You could call him Chester, the name most people know him by. Or call him Bruce, the name he gave a reporter recently as his given name. Or Charlie, the name he gave to an outreach worker.
Whatever you call him, Chester would just as soon you don't come calling at the West Bank encampment that he's called home for at least the past 14 years.
But Chester's world is about to change. A new bike trail that's expected to draw hundreds of riders daily is being built just feet from this urban squatter's domain. A city rehab is scheduled for the bridge overhead that keeps the rain and prying eyes from his shed, his abandoned vehicles and the folk art that decorates his compound.
Yet Chester lived there through most of the nearby Interstate 35W bridge reconstruction, and steadfastly refuses to live anywhere that involves dealing with a landlord. He's an outlier as the number of Minneapolitans living outside declines in response to concentrated efforts to end homelessness.
Chester and his companion, Marcia, survive partly on government benefits, partly by their wits, and partly because local residents and politicos keep an eye out for them.
Zev Radziwill, who lives in a condo next to Chester, remembers spotting him on the nearby University of Minnesota campus as far back as the early 1990s. Chester cuts a memorable profile, adorned one recent afternoon in his signature battered top hat with a seam split open, a dusty black velvet smoking jacket, turned-up black jeans and incongruous brown wing tips.
"He's been here longer than most of us," Radziwill said. Condo residents and others who know him say Chester keeps other vagrants from setting up camp in the bluff-top park, and chases away anyone who might be messing with parked cars.

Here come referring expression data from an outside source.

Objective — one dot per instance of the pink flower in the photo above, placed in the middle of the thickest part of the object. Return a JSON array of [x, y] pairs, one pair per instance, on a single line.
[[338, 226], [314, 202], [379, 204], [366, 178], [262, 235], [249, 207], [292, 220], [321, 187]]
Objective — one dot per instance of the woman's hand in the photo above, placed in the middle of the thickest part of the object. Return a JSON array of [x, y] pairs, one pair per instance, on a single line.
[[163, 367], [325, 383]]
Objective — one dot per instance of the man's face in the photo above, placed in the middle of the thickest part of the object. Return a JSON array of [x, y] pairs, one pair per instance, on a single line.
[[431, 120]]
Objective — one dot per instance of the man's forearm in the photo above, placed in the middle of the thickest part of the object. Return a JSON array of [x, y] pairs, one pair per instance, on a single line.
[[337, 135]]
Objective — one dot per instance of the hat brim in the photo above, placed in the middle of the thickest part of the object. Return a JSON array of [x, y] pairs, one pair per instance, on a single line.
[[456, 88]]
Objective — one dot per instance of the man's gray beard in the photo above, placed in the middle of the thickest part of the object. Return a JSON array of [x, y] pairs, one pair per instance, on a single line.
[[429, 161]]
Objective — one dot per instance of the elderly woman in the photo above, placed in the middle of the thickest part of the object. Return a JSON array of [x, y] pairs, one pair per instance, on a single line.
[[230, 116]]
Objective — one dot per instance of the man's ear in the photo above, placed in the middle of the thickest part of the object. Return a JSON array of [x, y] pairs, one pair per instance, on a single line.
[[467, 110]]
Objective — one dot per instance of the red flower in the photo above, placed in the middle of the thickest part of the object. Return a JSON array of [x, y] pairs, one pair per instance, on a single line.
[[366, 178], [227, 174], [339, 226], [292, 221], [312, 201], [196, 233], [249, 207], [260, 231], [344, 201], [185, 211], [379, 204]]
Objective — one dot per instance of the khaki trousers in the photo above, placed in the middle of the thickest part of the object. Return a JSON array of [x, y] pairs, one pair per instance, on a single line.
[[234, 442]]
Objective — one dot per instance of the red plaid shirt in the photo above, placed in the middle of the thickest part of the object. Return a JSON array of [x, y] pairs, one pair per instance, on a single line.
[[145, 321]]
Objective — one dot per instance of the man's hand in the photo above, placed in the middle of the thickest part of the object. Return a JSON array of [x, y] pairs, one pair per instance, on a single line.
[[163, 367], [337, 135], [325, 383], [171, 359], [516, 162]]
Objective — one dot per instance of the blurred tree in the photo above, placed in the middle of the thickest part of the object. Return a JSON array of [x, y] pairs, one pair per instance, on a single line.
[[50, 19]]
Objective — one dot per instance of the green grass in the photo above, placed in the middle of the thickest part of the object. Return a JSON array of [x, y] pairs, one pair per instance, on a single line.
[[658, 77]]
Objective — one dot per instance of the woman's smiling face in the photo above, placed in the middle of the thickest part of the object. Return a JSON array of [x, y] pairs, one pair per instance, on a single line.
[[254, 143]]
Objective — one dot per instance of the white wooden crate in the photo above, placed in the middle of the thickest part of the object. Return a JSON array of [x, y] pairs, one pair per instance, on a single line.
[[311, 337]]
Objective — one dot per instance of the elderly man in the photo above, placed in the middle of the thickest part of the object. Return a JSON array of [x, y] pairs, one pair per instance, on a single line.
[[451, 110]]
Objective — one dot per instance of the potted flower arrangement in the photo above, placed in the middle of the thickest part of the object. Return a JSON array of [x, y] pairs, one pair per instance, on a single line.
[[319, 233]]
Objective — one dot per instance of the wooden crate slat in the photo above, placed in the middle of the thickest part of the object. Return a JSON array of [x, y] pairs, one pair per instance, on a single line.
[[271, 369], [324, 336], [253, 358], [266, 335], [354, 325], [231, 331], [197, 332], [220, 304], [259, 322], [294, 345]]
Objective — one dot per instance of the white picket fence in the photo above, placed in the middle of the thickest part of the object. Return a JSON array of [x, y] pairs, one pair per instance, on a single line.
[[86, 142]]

At 62 with a bad hip, Chester is hardly an imposing figure. "That makes me vintage," he said one recent spring afternoon. He survives on less than $400 a month from General Assistance and food stamps, plus whatever Marcia collects in tips playing the fiddle at venues like the Stone Arch Bridge. A good share of that goes to buy food for the offspring of a feral cat who chose his encampment as a place to have her litter.